DISSERTAZIONI DI DOTTORATO
Commensality: Jesus’ Meals with Pharisees and their Liturgical Roots
(Lk 7:36-50; 11:37-54; 14:1-24)
Luke’s presentation of the deeds and words of Jesus features an emphasis on Jesus at table unique among the Synoptic Gospels. One of the most prominent features of this singular focus on meals is the fact that Luke alone portrays Jesus dining in the house of a Pharisee, and he does this on three separate occasions (7:36-50; 11:37-54; 14:1-24). Most exegetes consider these scenes to be structured according to the Hellenistic symposium genre; while such an interpretation is a reasonable possibility, it ignores the fact that Luke employs the meal much as Jesus himself does in his fellowship with tax collectors and sinners: as a message to the Christians who gather together to encounter Jesus by recognizing him in the breaking of the bread (Lk 7:37; 24:31). The Synoptic tradition regarding both meals and the portrayal of the Pharisees is analyzed in order to reveal Luke’s unique treatment of both traditions, which are often woven together in the Third Gospel. In all three meal scenes plus the material around them, the disciples of Jesus are implored to open their table fellowship to whomever is willing to repent. Jesus exhorts them to avoid the trap of the “Pharisaic mindset”, which leads to the exclusion of others (and even auto-exclusion) from the communal meal.

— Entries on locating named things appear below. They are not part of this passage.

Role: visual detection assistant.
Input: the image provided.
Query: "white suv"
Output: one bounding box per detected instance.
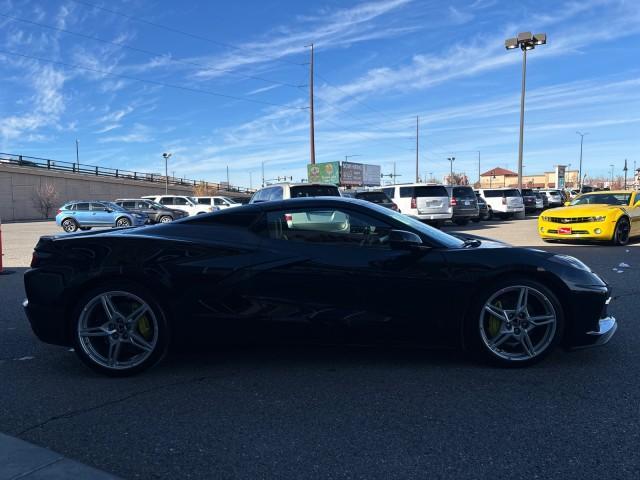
[382,183,453,224]
[249,183,342,203]
[141,195,220,217]
[191,196,242,210]
[478,188,524,217]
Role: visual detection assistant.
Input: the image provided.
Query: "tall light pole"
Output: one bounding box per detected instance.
[504,32,547,190]
[162,152,172,195]
[576,132,589,192]
[304,43,316,167]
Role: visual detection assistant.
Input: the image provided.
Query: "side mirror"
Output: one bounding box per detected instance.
[389,230,427,250]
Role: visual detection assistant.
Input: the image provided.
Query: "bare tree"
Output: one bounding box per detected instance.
[33,182,58,218]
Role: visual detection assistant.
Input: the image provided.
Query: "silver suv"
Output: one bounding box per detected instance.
[249,183,341,203]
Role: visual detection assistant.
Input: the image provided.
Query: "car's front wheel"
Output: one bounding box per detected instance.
[62,218,78,233]
[466,278,564,366]
[612,217,631,246]
[72,282,169,376]
[116,217,131,227]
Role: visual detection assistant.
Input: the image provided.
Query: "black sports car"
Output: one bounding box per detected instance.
[24,197,616,375]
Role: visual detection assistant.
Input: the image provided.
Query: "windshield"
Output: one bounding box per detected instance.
[369,203,464,248]
[571,193,631,205]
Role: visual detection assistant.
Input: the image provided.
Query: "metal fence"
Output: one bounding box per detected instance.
[0,153,254,194]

With the three meal scenes in Pharisaic homes and their surrounding narrative context, Luke presents Jesus’ historical practice of commensality [συνεσθίειν] as a model for Christian believers struggling to implement that teaching in the life of their own communities. The meal itself is the message as far both as Jesus and Luke are concerned, since it represents the tangible sign of the Kingdom in that unified community of Jews and Gentiles; even at the textual level, though, it also functions as a reminder of the liturgical and Eucharistic origins of the Gospel pericopal structure itself, and gives those Christians encountering their Lord in the breaking of the bread tangible access to his earthly ministry.

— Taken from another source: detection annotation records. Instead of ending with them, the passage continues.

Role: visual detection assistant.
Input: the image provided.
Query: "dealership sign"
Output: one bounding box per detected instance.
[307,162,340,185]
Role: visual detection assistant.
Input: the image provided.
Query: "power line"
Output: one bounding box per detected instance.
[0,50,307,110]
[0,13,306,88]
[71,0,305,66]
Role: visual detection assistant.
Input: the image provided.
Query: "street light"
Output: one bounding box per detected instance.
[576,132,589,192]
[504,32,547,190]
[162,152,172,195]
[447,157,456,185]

The dissertation concludes with the suggestion that a “Gospel pericopal structure” or “genre of encounter” plays a fundamental role in the formation of the Synoptic pericopes at the oral level. This manner of portraying scenes of Jesus coming, going, and encountering various people in need of healing or salvation has its origin not in any desire to imitate Hellenistic literary genres, but in the liturgical life of the early Christian communities. What is emphasized is the liturgical cradle not simply of the Gospel traditions about Jesus or the Lucan meal scenes, but the very form those traditions take in the written Gospels. This emphasis enables Luke to present meal scenes which speak to the community gathered to recognize Jesus in the breaking of bread and encounter him around their shared table, just as the characters in the written Gospels do.